Jika diibaratkan itu seperti semesta raya yang bisa dimasuki oleh benda-benda di jagad raya. Bahkan lebih gede lagi. Itulah gengsi, yang kalau enggak dijaga bisa-bisa makan orang juga, lho!

Tapi pada praktek sungguhan enggak seserem itu kok. Penyuka barang-barang dengan brand ternama umumnya anak muda yang suka tampil eksis. 

Mereka ngerasa, kalau dandanan sudah oke, pakaian dan aksesoris yang dipakai juga wajib oke dong. Akhirnya mereka pun jatuh ke tangan pelapak yang jual barang dengan brand ternama itu.

Di pasaran banyak sekali barang dengan brand ternama yang berkeliaran. Dari barang yang suka diinjek-injek (rd: sepatu) sampai yang dipakai buat penutup kepala. 

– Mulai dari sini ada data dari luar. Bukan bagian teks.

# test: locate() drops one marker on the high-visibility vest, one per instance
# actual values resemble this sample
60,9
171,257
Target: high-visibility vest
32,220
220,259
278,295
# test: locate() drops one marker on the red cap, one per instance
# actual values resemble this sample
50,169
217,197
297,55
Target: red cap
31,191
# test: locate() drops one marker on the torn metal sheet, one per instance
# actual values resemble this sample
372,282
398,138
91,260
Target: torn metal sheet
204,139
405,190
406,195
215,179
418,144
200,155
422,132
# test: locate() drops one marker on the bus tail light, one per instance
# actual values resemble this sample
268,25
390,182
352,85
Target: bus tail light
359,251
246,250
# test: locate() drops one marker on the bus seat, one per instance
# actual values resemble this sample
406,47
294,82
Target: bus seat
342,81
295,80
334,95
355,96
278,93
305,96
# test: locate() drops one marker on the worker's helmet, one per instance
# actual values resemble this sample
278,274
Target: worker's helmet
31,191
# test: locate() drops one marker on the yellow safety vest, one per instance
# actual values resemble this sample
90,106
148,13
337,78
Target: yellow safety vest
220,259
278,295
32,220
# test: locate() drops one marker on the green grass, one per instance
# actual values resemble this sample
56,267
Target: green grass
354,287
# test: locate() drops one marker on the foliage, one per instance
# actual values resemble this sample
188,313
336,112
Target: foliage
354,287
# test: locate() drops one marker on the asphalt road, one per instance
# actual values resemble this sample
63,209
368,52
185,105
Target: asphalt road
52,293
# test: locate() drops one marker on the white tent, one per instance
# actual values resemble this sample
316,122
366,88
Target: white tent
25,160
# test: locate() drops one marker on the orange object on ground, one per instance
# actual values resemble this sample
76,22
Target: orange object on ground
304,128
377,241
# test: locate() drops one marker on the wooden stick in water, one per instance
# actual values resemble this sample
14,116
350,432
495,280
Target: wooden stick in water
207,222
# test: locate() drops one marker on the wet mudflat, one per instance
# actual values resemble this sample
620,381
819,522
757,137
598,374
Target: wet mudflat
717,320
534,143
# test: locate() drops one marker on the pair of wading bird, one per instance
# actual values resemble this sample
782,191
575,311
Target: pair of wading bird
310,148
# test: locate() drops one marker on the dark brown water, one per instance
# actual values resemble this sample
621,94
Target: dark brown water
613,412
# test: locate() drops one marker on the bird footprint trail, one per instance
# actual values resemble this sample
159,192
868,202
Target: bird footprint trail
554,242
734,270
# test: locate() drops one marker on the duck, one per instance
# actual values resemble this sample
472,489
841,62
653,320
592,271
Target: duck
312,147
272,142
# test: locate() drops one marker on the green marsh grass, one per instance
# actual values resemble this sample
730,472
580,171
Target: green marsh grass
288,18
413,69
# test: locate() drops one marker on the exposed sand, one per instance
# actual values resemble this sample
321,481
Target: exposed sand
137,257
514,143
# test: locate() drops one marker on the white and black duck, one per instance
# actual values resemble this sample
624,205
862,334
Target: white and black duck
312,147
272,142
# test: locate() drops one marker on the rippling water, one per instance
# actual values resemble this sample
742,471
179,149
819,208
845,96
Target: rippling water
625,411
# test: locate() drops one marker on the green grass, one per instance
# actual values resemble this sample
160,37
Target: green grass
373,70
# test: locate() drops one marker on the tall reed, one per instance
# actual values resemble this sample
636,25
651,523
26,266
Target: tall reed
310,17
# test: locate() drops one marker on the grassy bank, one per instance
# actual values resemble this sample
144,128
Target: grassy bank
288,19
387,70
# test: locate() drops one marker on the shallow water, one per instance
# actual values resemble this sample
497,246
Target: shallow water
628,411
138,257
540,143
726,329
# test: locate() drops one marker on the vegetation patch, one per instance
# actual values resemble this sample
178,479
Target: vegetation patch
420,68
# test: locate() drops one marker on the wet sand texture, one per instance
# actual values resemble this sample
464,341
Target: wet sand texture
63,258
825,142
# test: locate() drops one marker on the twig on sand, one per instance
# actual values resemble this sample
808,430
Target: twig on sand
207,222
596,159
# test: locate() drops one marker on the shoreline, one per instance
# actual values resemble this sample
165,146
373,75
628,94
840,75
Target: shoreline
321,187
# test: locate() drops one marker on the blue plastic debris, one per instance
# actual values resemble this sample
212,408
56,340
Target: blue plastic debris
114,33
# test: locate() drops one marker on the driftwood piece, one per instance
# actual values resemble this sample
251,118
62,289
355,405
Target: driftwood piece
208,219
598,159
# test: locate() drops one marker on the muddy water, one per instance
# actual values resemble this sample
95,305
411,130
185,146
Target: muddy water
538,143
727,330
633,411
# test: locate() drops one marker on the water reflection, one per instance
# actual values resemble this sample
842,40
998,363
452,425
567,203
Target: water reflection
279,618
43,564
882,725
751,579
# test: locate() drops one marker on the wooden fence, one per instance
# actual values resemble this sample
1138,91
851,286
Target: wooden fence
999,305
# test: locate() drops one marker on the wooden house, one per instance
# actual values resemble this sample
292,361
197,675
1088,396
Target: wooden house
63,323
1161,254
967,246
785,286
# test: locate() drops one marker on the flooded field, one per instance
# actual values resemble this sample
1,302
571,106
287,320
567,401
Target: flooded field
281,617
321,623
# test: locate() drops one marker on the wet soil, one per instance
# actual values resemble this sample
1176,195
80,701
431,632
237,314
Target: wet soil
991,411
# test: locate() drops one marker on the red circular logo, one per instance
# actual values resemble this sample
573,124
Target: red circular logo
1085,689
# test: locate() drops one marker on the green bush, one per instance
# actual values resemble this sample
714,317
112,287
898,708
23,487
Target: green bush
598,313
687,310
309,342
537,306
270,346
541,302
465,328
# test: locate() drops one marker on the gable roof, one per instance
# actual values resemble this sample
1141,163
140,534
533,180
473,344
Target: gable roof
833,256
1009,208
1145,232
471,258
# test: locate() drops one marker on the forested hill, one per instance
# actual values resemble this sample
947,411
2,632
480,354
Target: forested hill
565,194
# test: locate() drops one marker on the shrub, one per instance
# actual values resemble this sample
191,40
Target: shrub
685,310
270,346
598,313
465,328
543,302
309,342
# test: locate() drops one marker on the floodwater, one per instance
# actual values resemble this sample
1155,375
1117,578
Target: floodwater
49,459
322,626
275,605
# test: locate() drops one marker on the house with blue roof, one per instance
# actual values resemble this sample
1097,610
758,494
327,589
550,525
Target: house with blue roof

Di kategori sepatu, ada Adidas, Nike, Asics, Puma. Di kategori topi, ada NYPD, JIDOOHOX, dan lainnya. Itu baru dari bawah dan atas aja, belum yang lainnya.

Intinya, semua yang bisa dipakai dalam tubuh itu selalu ada label brand terkenalnya. Baju, celana, tas, apa aja. Pertanyaan selanjutnya, “Apakah beli barang-barang macam itu masuk kebutuhan atau ikut-ikutan?” Nah, pertanyaan bagus. Ada pepatah, “Cinta itu buta.” Semoga kamu bukan termasuk yang buta, ya.

Kebanyakan anak muda yang berburu barang branded itu kaum sosialita. Alasannya enggak enak kalau temen sendiri pakai, kok cuma pakai barang second. 

“Mau ditaruh di mana muka kita?” tanya mereka. Akhirnya mereka menaruh muka ke dalam dompet. Begitu ditaruh, mereka lupa kalau uang di sana pas-pasan banget.

Sampai pada paragraf di atas, alasan seperti itu boleh aja. Asal di dompet bank masih banyak simpanan. Kalau enggak, mending dipikir ulang. 

Soalnya masih banyak kebutuhan yang lebih mendesak. Jangan karena ikut-ikutan, justru ngorbanin kebutuhan sehari-hari.

Kaum muda yang pakai itu biasanya kena pengaruh artis yang berseliweran pakai barang-barang mahal. Cara-cara fashion mereka pun ditiru secara buta. Padahal, bisa jadi para artis itu pakai gara-gara kelebihan uang. Misalkan penyanyi, semalam manggung aja gajinya bisa lebih dari 10 juta. Kalau kamu?

Pertanyaan selanjutnya, “Kenapa barang yang punya brand ternama harganya bisa sampai 3 kali lipat, bahkan lebih?” Mulai dari sini, ketahuan kan kalau nama juga mahal harganya. 

Buat merangkak ke pasar dan mendominasi juga perlu waktu dan usaha banyak. Jadi mereka enggak tanggung-tanggung melabeli harga mahal ketika sudah top.

Bisa jadi gara-gara bahan yang dibuat juga berkualitas tinggi. Barang berkualitas tinggi ditambah dengan nama mentereng, wajar kalau harganya selangit. 

Selain itu, saat barang selesai diproduksi biasanya akan langsung dilabeli harga 2x lipat dari harga pasca produksi. Itu baru perjalanan mula-mula.

Selanjutnya, barang akan disuplai ke retailer. Di sanalah transaksi jual-beli barang terjadi pertama kali. Sebelum masuk pasarn, retailer akan ambil keuntungan yang sama. 

Bahkan bisa sampai 200%. Belum ketika sampai ke pelapak, dan lain-lain. Kalau kamu beli topi biasa mungkin cuma 15 ribu. Kalau topi branded bisa ratusan ribu Rupiah.

Saran terbaik, kalau kamu mau coba barang-barang yang mahal itu jadilah orang kaya dulu. Kalau enggak, jadilah model atau artis. Biasanya kamu punya kesempatan gratis pakai barang-barang semacam itu. 

Bisa buat endorsement atau iklan. Pada titik ini, tentunya kamu mesti punya nama tenar dulu untuk bisa menikmati kemewahan itu.